- Born: June 30, 1986 (age 39)
- Citizenship: Argentine
- Occupations: Scientist; Model;
- Spouse: Gonzalo Tiesi ​(m. 2012)​
- Children: 4
- Parent(s): Ernesto Trotz and María Laura Fernández Roussee

= Paulina Trotz =

Argentine Biologist and Model (born 1986)
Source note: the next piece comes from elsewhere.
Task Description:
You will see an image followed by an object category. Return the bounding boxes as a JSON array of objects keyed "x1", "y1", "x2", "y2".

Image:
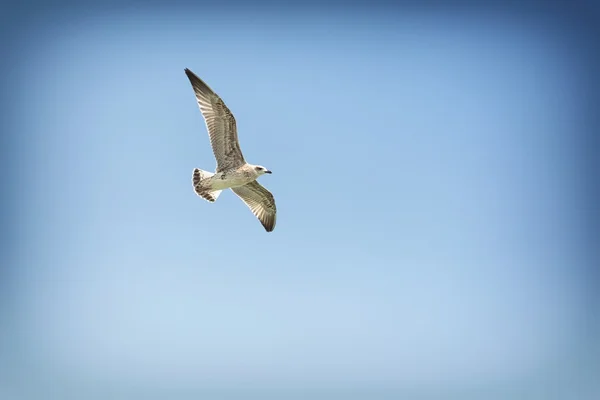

Paulina Trotz (June 30, 1986) is an Argentine Biologist and Model.

== Biography ==
Paulina Trotz was born on June 30, 1986. She is the second daughter of Ernesto Trotz and María Laura Fernández Roussee, one of the Trix.

== Personal life ==
On August 5, 2012, she married the retired Argentine rugby union player, Gonzalo Tiesi. On May 26, 2014, she gave birth to the couple's first child, a boy, whom they called Gonzalo Ignacio Tiesi. On December 15, 2015, she gave birth to the couple's second child, a boy, whom they called Carlos Emilio Tiesi. On October 14, 2020, she gave birth to the couple's third child, a boy, whom they called Borja Tiesi. On September 21, 2022, she gave birth to the couple's fourth child, a girl, whom they called Esmeralda Tiesi.